Survival was analyzed for 56,505 cancer cases in European children (age <15 years), 312,483 cancer cases in AYAs (age 15–39 years), and 3,567,383 cancer cases in adults (40–69) diagnosed during the period 2000–2007. Only malignant cancers were included (pilocytic astrocytoma was excluded). Patients who had more than one type of cancer were included in the survival analyses; thus, if two or more cancers were diagnosed in a single patient, all were included in the analyses. More information on the database and the quality can be found in Trama et al. [16].
Individual types of AYA cancers were grouped into 19 diagnostic categories affecting AYAs and children and 20 carcinoma categories affecting AYAs and adults (Table 2.4) defined by the International Classification of Childhood Cancers (ICCC) third edition [17] with the addition of “all cancers combined.” We estimated relative survival, the ratio of observed survival to the expected survival in the general population of the same age and sex, to correct for deaths from causes other than the cancer under investigation. We used the cohort approach, Ederer II method [18], to estimate survival for patients diagnosed in 2000–2007 and followed up until at least the end of 2008, enabling estimation of 5-year relative survival. We used a complete analysis which is a modification of traditional cohort analysis, in which more recently diagnosed patients are also included, even if they could not possibly have completed the entire follow-up interval of interest [19].
The differences in survival by age groups (0–14 vs 15–39 and 15–39 vs 40–69) were tested with a z test with a significance level α = 0.05 [20]. The survival for the comparison of adults and AYAs was truncated at 69 years of age. To compare children and AYAs, survival in Europe as a whole was obtained by directly weighting the regional grouping survival estimates with weightings proportional to the population of 0–39 years in each regional grouping in 2000–2007. To provide the overall EU survival for adults, the weighting used to estimate survival in Europe was proportional to the adult population (15–99 years) [21].

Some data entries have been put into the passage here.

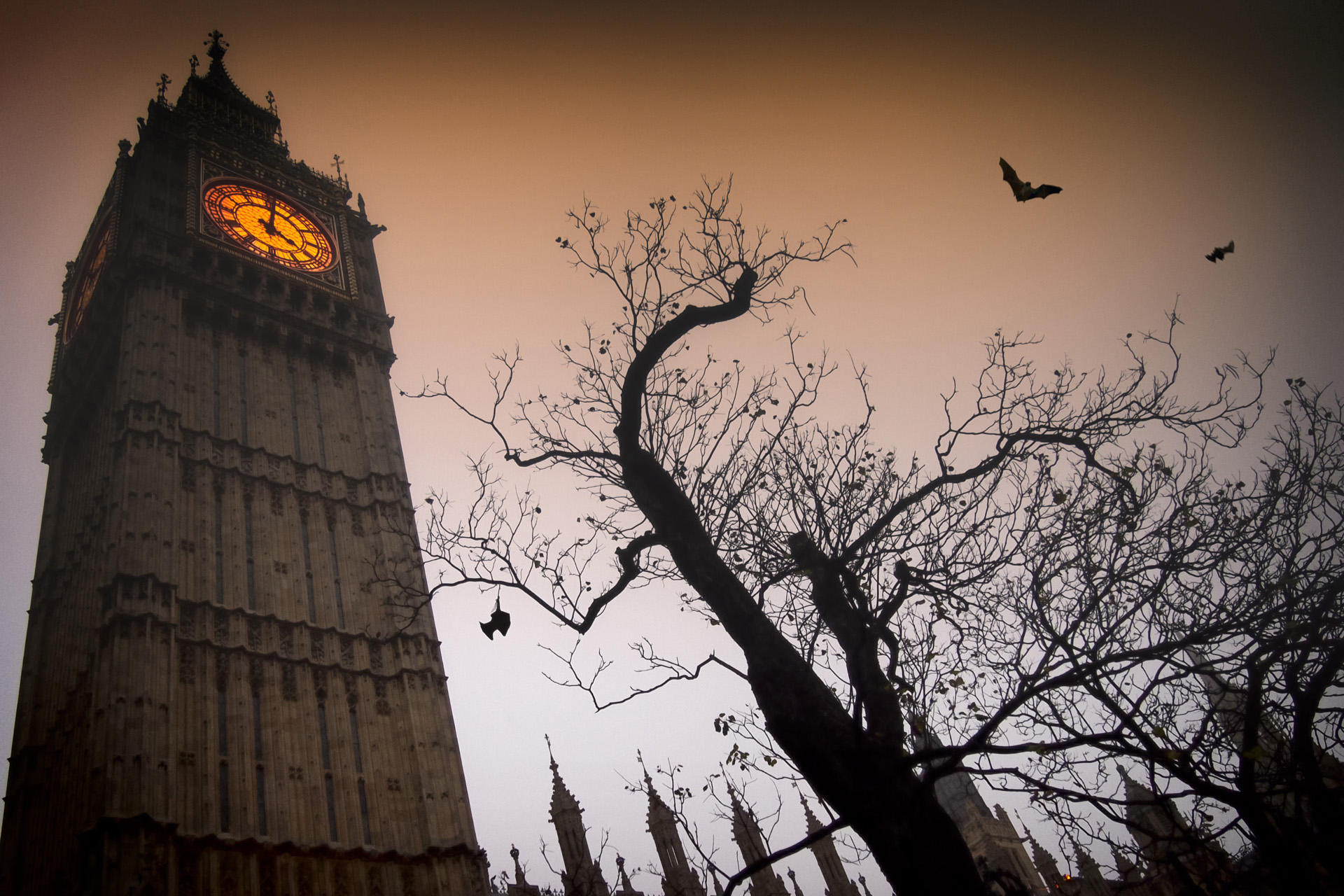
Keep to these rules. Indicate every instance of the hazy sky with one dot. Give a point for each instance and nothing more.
(470, 133)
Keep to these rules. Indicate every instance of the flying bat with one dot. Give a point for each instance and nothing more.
(1025, 191)
(499, 622)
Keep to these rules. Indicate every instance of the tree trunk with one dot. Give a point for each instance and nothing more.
(863, 776)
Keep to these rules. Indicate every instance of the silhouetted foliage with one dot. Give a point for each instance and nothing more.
(1046, 590)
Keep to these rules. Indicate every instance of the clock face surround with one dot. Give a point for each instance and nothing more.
(88, 281)
(268, 225)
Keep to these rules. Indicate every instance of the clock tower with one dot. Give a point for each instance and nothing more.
(218, 694)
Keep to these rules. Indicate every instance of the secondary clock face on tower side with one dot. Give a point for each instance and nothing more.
(267, 225)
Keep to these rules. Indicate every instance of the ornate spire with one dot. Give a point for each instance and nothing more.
(581, 876)
(828, 860)
(1046, 865)
(214, 97)
(750, 841)
(217, 48)
(678, 876)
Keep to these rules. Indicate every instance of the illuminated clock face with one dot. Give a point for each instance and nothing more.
(265, 225)
(88, 282)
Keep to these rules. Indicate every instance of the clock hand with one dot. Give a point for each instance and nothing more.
(270, 225)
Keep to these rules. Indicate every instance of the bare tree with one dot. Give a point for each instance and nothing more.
(1031, 571)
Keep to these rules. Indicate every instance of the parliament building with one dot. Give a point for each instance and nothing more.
(216, 694)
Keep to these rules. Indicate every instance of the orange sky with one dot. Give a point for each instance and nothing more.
(470, 133)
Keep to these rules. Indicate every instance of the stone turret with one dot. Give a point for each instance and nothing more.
(679, 879)
(832, 869)
(624, 880)
(581, 875)
(1046, 865)
(1091, 880)
(748, 834)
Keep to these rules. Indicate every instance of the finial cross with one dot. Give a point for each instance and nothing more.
(217, 45)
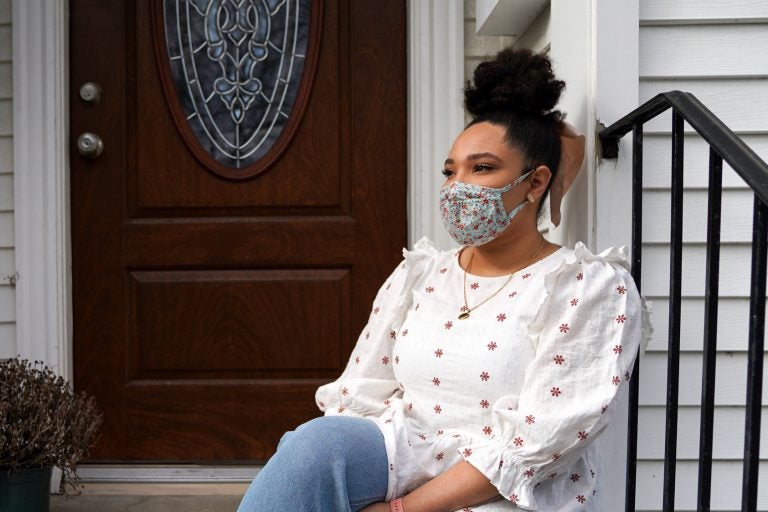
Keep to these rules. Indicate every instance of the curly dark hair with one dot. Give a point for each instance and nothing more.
(519, 91)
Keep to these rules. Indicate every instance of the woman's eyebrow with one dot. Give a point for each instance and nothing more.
(475, 156)
(480, 156)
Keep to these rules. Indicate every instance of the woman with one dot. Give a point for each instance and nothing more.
(485, 373)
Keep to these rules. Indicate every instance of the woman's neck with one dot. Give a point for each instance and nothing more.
(506, 255)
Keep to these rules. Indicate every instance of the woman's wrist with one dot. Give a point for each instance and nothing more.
(396, 505)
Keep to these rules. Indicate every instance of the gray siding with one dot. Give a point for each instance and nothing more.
(719, 52)
(7, 265)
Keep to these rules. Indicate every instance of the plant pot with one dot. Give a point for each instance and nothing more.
(27, 490)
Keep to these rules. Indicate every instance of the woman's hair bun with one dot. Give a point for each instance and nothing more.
(516, 82)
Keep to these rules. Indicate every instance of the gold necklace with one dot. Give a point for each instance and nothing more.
(467, 310)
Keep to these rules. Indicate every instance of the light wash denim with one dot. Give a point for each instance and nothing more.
(329, 464)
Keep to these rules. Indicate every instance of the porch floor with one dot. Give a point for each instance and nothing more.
(222, 497)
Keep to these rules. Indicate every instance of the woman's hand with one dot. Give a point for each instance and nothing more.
(380, 506)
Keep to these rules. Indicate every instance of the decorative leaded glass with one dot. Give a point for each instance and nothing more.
(237, 66)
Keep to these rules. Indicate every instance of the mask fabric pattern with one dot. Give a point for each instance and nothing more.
(475, 215)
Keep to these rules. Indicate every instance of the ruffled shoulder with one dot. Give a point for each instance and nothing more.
(590, 274)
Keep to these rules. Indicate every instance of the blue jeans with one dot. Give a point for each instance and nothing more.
(329, 464)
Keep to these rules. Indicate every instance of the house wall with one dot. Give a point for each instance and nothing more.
(7, 264)
(719, 52)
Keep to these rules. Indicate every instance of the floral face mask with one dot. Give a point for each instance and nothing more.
(475, 215)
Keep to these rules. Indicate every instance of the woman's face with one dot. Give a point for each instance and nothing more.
(480, 155)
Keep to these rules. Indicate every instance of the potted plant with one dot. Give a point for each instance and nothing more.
(43, 424)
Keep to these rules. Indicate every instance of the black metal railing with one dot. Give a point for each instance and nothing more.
(723, 145)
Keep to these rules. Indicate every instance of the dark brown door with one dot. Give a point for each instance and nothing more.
(208, 304)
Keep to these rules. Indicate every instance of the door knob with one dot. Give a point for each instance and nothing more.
(90, 92)
(90, 145)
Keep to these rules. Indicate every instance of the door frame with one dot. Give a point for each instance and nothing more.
(41, 145)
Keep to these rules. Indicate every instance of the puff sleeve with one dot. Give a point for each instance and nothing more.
(367, 385)
(586, 335)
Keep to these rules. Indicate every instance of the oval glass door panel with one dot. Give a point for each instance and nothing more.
(236, 67)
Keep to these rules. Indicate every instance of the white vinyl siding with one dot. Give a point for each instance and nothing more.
(719, 52)
(7, 265)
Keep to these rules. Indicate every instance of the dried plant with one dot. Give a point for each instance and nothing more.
(42, 421)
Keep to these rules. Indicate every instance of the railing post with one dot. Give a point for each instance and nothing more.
(637, 246)
(710, 330)
(755, 354)
(675, 285)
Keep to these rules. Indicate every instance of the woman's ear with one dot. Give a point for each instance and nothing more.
(539, 180)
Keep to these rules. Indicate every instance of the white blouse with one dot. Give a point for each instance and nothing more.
(520, 389)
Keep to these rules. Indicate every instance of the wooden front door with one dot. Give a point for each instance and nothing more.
(212, 296)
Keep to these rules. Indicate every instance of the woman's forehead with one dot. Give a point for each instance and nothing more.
(483, 138)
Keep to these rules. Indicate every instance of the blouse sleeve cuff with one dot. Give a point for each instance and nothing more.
(514, 480)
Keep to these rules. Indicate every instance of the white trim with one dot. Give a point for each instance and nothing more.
(41, 186)
(435, 111)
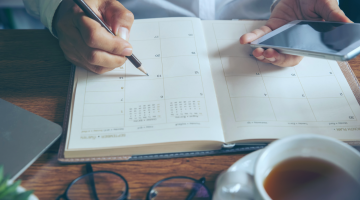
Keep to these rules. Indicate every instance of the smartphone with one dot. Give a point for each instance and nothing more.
(328, 40)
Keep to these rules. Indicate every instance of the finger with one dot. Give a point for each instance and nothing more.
(84, 54)
(96, 36)
(255, 34)
(119, 18)
(282, 60)
(258, 54)
(330, 11)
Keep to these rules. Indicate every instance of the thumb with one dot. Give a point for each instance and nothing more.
(118, 18)
(330, 11)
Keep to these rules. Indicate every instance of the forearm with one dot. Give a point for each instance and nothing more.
(43, 10)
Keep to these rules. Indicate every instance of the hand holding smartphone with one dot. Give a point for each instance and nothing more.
(328, 40)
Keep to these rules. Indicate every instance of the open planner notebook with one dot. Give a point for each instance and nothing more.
(204, 89)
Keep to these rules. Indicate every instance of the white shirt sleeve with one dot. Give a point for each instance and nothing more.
(43, 10)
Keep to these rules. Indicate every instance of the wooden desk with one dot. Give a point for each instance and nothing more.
(34, 75)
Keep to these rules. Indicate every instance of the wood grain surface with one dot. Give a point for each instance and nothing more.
(35, 75)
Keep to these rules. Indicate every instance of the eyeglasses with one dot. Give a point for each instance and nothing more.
(108, 185)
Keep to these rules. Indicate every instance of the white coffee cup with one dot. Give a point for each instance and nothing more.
(238, 184)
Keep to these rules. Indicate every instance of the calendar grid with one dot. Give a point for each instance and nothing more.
(162, 71)
(149, 110)
(344, 94)
(235, 74)
(306, 96)
(222, 65)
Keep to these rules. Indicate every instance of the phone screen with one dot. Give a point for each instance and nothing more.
(317, 36)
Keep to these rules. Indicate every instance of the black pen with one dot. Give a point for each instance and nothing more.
(90, 13)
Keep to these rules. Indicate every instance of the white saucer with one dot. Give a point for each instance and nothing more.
(247, 163)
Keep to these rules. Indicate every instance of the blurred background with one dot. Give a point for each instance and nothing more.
(14, 16)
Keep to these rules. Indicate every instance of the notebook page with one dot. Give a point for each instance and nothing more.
(176, 102)
(262, 101)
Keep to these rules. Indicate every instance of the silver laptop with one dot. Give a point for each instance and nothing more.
(24, 136)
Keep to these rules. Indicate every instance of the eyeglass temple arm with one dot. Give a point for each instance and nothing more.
(195, 189)
(91, 180)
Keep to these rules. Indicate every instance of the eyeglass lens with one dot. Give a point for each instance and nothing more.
(97, 186)
(179, 189)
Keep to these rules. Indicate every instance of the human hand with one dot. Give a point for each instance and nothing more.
(289, 10)
(86, 43)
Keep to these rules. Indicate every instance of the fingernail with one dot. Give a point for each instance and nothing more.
(127, 52)
(123, 33)
(272, 59)
(260, 57)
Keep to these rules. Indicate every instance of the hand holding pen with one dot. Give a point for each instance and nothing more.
(86, 43)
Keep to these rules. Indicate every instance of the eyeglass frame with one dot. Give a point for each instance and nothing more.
(124, 196)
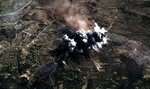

Japanese survival data were obtained from J-CANSIS (Japanese CANcer Survival Information for Society), representing 14 % of the country’s population. J-CANSIS data were provided by the population-based cancer registries of six prefectures (Yamagata, Miyagi, Fukui, Niigata, Osaka, and Nagasaki). These prefectural cancer registries have cancer records with high data quality (death certificate only = 3.9–17.7 %) and have been used to estimate national statistics for cancer survival in Japan for a long time. Survival was analyzed for 1852 Japanese children (aged 0–14 years) and 13, 190 AYAs (age 15–39 years) diagnosed with cancer during the period 2000–2006. The same site/histology groupings as in the European and SEER data were used (pilocytic astrocytoma was excluded). The maximum likelihood method was applied to estimate relative survival using the strel command in the publicly available STATA program. More information on the database and its quality can be found elsewhere [22].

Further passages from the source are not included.